The literal trigger token never appears in the bot's own text — say the keyword bare and tell the user to prefix @. Holds even when quoting the human's prior answer.

⚠️ /dx-bug-all paused on #<id> — needs your input

**What failed:** <step> — <reason>.
**Recoverable:** yes (answer-attempt <n> of <max>)
**What I need:** reply on this Bug, beginning your comment with the kai-bugfix
   keyword (prefixed with @ so it re-triggers me), followed by <the specific input>, e.g.
   @<keyword> repro-url=https://qa.example.com/...

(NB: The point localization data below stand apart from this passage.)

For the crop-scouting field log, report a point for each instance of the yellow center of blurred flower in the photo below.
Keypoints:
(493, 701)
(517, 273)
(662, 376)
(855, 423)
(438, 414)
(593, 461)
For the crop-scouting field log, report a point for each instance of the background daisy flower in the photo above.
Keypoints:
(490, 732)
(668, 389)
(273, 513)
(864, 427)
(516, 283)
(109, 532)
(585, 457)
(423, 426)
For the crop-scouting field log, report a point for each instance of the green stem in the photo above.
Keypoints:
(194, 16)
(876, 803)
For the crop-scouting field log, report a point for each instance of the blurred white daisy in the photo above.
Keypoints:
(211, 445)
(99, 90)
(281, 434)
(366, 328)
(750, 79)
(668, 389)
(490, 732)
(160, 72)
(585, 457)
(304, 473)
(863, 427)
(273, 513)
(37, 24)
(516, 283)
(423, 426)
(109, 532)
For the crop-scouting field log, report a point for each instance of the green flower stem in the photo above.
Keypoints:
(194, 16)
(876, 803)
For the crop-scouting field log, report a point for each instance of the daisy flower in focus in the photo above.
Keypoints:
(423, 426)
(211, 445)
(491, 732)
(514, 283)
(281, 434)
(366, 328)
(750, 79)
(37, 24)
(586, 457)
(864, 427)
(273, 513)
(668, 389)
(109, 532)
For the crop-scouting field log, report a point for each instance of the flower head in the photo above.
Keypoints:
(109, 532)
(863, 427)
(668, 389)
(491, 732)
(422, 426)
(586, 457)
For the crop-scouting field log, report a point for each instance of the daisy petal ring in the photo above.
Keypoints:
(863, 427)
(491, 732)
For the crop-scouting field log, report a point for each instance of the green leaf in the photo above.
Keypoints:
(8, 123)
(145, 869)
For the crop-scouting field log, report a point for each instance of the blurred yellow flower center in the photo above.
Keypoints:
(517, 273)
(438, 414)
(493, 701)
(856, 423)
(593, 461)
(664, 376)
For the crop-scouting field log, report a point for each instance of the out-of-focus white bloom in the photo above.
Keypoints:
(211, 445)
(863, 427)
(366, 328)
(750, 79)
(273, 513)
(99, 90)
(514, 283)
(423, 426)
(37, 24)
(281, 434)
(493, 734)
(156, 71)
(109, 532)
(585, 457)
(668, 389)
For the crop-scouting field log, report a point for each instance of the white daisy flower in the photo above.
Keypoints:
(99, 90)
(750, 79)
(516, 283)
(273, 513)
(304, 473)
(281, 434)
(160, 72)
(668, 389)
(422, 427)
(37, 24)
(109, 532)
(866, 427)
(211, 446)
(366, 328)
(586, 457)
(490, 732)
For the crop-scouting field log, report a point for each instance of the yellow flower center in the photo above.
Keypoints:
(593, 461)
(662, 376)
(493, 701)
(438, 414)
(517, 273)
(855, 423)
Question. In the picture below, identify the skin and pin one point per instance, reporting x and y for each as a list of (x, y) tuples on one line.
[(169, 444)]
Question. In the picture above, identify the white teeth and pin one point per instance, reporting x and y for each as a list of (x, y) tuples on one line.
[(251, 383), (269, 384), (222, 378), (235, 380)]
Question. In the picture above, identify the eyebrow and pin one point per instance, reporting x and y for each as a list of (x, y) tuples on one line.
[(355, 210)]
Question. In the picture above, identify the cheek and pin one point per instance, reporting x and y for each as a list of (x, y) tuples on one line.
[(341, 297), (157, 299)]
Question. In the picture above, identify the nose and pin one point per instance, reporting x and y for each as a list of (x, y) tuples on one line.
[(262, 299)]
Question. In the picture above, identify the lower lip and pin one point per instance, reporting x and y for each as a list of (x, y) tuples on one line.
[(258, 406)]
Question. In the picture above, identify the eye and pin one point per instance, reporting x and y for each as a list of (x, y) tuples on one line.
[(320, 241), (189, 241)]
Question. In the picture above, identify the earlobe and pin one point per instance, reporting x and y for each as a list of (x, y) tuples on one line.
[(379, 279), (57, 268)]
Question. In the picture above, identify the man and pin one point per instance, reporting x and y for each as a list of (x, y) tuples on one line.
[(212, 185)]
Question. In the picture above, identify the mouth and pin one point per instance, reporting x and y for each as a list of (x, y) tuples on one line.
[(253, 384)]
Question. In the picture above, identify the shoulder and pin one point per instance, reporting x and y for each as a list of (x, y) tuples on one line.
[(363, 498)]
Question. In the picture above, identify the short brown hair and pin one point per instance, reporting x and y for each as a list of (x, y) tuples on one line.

<!-- dx-bug-all:blocked step=<step> reason=<short> attempt=<n> comment-cursor=<id> -->

The HTML marker lets the next run parse step/attempt/comment-cursor deterministically. Render the keyword as @<keyword> in examples so the line can't self-trigger the hook.

Return contract

When invoked from an orchestrator, emit at the end:

## Return
verdict: pass | warn | fail
summary: <one sentence>
artifacts:
  - $SPEC_DIR/report.md
  - $SPEC_DIR/resume-state.json
next_action: <human-readable next step or "none">

Rules

Coordinator only — delegate every step via the Skill tool; never implement a fix yourself.
Mode gate is first — decide Local vs Pipeline once; never mix (no checkpoints/ADO comments in Local mode, no TaskList-only flow in Pipeline mode).
Sequential dependencies — never dispatch step N+1 until step N returns (except verify FAIL → continue to fix).
Strict checkpoints (Pipeline) — checkpoint after every successful step; a BRANCH-ADVANCED (exit 3) means stop, never force-push.
Never go silent (Pipeline) — every terminal path posts an ADO comment and touches ado-comment-posted.flag.
Loop-safe — the bot never emits the literal trigger token.

Platform Compatibility

Skill() calls work on Claude Code and Copilot CLI. Copilot CLI / VS Code Chat fallback (if subagent skill invocation fails): run the steps manually — /dx-bug-triage <id> → /dx-bug-verify <id> → /dx-bug-fix <id>.